Contrarian Scottish Investment Trust backs rebound for ‘Ugly Duckling’ bricks and mortar retailers
The Scottish Investment Trust is backing bricks and mortar retailers for the longer term as it increases its holdings in well-known brands in the UK and US, despite a broader global decline in investor sentiment for the sector.
The current retail environment remains tough with a weak economic background and uncertainties for shoppers in both the UK and the US.
The trust’s takes up the position as political concerns continue to abound on both sides of the Atlantic and Brexit fears have driven down the value of sterling, shaking both consumer confidence and spend in the UK, contributing to promotional pricing and rising costs over the last 18 months.
The emergence of disruptive online retailers, such as Amazon, as well as the arrival of discounters in the mix has also weighed considerably on valuations for incumbent physical store based companies. It’s not hard to see why the sector has lost its popularity.
However, as contrarians, Alasdair McKinnon and his team at The Scottish believe there is a very real investment opportunity in a number of these retailer stocks.
They say opportunities arise where there is an overly pessimistic market reaction and therefore tend to avoid the ‘wisdom of the crowd’ in the search for superior returns. Small incremental positives can result in exaggerated share price reactions for unloved over-penalised companies, especially if there is a short position.
The team feel that there has been a shift in the political climate and that the market is ignoring the potential for government policy that will better support the consumer over the longer term. Both UK and US economies have a high level of exposure to consumer spending as a contributor to GDP and populist policy action should prove positive.
Whilst their retail holdings are undoubtedly ‘ugly ducklings’, the team can foresee circumstances in which particular retailers can turn their operations around and confound the market’s expectations.
These companies are streamlining excess space to focus on shopping as an experience, implementing new technology, optimising sourcing and logistics and investing in successful multi-channel strategies. All of these actions should allow them to survive and thrive in the highly competitive digital environment.
These initiatives require strong, often new, leadership for successful execution, and innovative management can create winning propositions that meet their customers’ needs and allow them to take or regain market share. Well-constructed realistic strategic ‘comeback’ plans in the hands of talented turnaround executives such as Archie Norman and Steve Rowe at Marks & Spencer’s, Dave Lewis at Tesco and Art Peck at Gap have improved fortunes. Gap’s share price has risen more than 35 per cent over the last 6 months as sales have shown renewed momentum and gross margins improved. Tesco has also seen some positive share price movement recently and with the provisional approval of its acquisition of Booker through, investors will once again be able to focus on the group’s positive transformation plan progress.
As a ‘belt and braces’ safety net to their approach Mr McKinnon and his team look for strong enduring brands, sustainable dividends which pay them to wait for their thesis to unfold, manageable balance sheets to ensure the company can get through the cycle and other signs of asset backing, such as property.

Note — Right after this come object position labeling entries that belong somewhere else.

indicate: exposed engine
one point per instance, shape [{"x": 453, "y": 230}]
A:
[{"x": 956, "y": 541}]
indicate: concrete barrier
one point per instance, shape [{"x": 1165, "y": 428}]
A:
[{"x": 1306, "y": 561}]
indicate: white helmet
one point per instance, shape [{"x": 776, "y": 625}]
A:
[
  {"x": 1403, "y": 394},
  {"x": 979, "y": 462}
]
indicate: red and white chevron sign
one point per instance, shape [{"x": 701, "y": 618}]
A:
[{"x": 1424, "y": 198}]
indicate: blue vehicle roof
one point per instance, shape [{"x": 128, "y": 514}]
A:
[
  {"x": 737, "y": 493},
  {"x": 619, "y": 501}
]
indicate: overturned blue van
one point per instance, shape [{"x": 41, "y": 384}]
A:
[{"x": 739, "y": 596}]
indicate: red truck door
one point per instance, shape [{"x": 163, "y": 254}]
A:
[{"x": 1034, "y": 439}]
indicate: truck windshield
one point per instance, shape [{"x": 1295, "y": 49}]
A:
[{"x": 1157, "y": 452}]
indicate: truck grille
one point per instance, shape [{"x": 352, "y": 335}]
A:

The backing of the sector is a key call reflecting the contrarian investment strategy at The Scottish. It aims to exploit the behavioural biases of market participants by identifying three types of company: the very unloved or out-of-favour; those where improvements have not been appreciated by the consensus; and companies that have done well but where the market is still underestimating the outlook. These three categories are named: ‘ugly ducklings’, ‘change is afoot’ and ‘more to come’.
The team believes that stocks can go in and out of fashion and can become under or over appreciated by investors due as much to cyclicality as to structural or fundamental issues. This is a highly active and differentiated style delivered at a very low cost.
The Scottish’s ugly duckling retail holdings include Tesco, Gap, M&S and Macy’s and make up over 11 per cent of their global equity focused portfolio. While sentiment in the sector is low there is a strong expectation of an impressive return over the longer-term investment horizon.
Commenting on the retail sector, Mr McKinnon said: “While other investors are bullish on companies like Amazon, we see greater value potential in the bricks and mortar retail sector in both the UK and US. With valuations at a historical low, we believe that a number of retailers with strong brands and turnaround potential will survive this cycle as they adapt to a new retail landscape. We see these stocks as unloved and ones that will help us generate superior returns for our investors.”